The problem I see with this practice is that it is so easy to leak
environment variables. Like if you are running a phpinfo()
page somewhere
that is not a very big deal until it contains all your passwords and API
keys in plain text. Jikes!
I favor putting credentials in config files that are outside of the
document root. That is also not perfect but at least the risk to leak them
from the environment is mitigated.
Now, I understand that the practice of using environment variables comes in
very handy if you use containers. Just launch your app in a container and
pass it some information about the environment, credentials, ... and you
can reuse the same container in the entire DTAP cycle.
So, how can we improve this situation?
As a PHP FPM user, my solution would be to add a sec_env[] configuration
instruction to the pool configuration that reads the configured value from
the environment, puts it in a more secure location and immediately unsets
it in the environment. Applications will need to read the credentials from
somewhere else, we can provide userland functions for that.
The credentials can be somewhere in the memory of the child process, or
maybe even better is to fork a separate process just to keep the sensitive
variables. The children would be able to communicate with this process over
domain sockets ...
The main intention is to get the credentials out of the environment
variables. You need to setup a connection to a database or API? Get a
password from the secure storage, make the connection and get rid of the
password.
Some side notes:
If it's an environment variable like FRAMEWORK_ENV=prod, which I think is
the valid use-case for environment variables, we don't bother with it.
For CLI applications on the other hand this issue seems less relevant, so I
did not try to solve that problem.
I am aware of tools like Vault, etcd, ... but they solve a different
problem and have their own caveats IMO.
I will be the one writing the proof of concept if this idea would make it
to an RFC. There are still some things I need to figure out but it seems
doable.
I'm looking forward to your feedback.
Kind regards,
Tom Van Looy
ps: today is international password day. What day is better to start a
discussion about secure password storage :-)
2018-05-03 15:29 GMT-03:00 Tom Van Looy tom@ctors.net:
Hi
...
The problem I see with this practice is that it is so easy to leak
environment variables. Like if you are running aphpinfo()
page somewhere
that is not a very big deal until it contains all your passwords and API
keys in plain text. Jikes!
...
The main intention is to get the credentials out of the environment
variables.
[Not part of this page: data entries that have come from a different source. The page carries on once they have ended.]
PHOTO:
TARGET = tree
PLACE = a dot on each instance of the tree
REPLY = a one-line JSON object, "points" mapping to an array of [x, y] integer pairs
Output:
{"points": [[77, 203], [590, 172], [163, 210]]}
You need to setup a connection to a database or API? Get a
password from the secure storage, make the connection and get rid of the
password.
Wouldn't it be more feasible to assign the environment variables locally
then clear them from the environment for the rest of the process?
$password = getenv("PASSWORD");
var_dump($password);
putenv("PASSWORD=");
$password = getenv("PASSWORD");
var_dump($password);
phpinfo()
;
The manual of getenv()
does warn that "If PHP is running in a SAPI such
as Fast CGI, this function will always return the value of an
environment variable set by the SAPI, even if putenv()
has been used to
set a local environment variable of the same name." And there's also
apache_getenv() and apache_setenv() to worry about.
But if the point is to avoid accidental leaks, you may want to tackle
the problem from this perspective instead of using a new env mechanism.